Questa mia recita si conclude dicendovi, lettori, al di là del palco, che mi guardate nella camera mortuaria numero sette con le tirate fossette sul mento, che soltanto il serpente che sta in Dioniso nel suo lato sinistro, sarò comunista?, poteva declamare che l’avventura estetica utile che possa aspirare alla bellezza sta nella trance, nell’estasi, nell’essere, fin dai miei tempi greci arcaichi, e che questa via l’ho insegnata a tanti, tra cui Fuseli-Fussli e Giacometti e Piranesi, e Shakespeare,  e Nietzsche, perché la natura profonda dell’uomo, e ancora più dell’artista, necessita che la Natura abbia la sua rivincita sulla Legge, sulla norma, ch’è prodotta sol dalla ragione.

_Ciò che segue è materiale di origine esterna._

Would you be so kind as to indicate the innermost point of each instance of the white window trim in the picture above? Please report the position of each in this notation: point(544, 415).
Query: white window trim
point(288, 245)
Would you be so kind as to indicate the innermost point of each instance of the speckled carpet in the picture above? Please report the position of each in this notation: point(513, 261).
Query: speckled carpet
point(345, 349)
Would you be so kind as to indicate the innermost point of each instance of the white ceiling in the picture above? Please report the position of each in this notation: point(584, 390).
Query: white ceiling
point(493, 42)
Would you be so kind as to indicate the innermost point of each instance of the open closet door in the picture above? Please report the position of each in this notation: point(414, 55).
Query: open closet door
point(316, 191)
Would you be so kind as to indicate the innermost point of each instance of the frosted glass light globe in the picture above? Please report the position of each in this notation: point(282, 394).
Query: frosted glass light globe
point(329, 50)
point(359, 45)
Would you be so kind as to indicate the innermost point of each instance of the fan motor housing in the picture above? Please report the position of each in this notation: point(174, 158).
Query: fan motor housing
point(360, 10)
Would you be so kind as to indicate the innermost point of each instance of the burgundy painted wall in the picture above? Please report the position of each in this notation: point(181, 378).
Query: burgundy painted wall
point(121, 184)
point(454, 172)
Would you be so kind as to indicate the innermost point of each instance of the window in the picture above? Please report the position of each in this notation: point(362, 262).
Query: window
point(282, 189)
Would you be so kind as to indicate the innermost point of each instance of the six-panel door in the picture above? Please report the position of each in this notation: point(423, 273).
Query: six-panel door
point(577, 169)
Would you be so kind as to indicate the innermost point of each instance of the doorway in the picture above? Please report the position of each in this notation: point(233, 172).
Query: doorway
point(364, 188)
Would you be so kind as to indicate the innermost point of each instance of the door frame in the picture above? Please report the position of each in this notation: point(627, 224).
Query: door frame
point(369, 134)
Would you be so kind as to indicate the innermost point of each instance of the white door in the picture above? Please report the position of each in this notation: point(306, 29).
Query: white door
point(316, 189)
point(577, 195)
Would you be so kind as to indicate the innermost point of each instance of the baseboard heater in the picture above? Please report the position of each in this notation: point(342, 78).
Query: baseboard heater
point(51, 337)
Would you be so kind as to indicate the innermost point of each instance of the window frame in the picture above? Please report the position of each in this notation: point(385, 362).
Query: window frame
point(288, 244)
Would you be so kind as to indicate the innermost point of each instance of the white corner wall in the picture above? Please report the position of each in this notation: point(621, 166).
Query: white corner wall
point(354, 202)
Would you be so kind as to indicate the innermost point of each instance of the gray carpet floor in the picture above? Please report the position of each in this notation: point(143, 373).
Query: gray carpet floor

Soltanto così si ritorna all’armonia, all’equilibrio, però prima accade l’eccesso e la follia transitoria.

Giasone Accio, l’autore, i personaggi nelle camere mortuarie vincono la recisione di Medea T. Vir perché ciò hanno vissuto. Va a loro il mio tenace affetto di Serpente dionisiaco e saggiamente –  serpente che non mente dinanzi ad una pastasciutta al dente -  auspico, che il soccombente calco di Euripide, e la donna che ispirò il personaggio all’autore reciso, intenda questa lezione morale e filosofica e artistica in ritrovata umanità. 

 

 

 

 

ACCADDE IL 17 LUGLIO 2011

NOTA IN LAPIDE

Il 17 luglio 2011 con un sms, ricevetti da Medea T. Vir notizia che quanto le avevo affidato, centinaia di file, e un libro del Canzoniere di Karoline Knabberchen, il Terzo "Viaggiatori da Biblioteca", e disegni, erano stati cancellati come “cose”. Ne richiedevo l'uso perché il poeta e saggista Giorgio Luzzi aveva in progetto di scrivere sul mio percorso letterario-artistico per una pubblicazione. E contavo di spedirgli miei scritti e la seconda parte di una  "Autoantologia" la cui la prima parte era stata pubblicata sull'annuario Tellus 30 "Nomi per 4 stagioni" nel 2009.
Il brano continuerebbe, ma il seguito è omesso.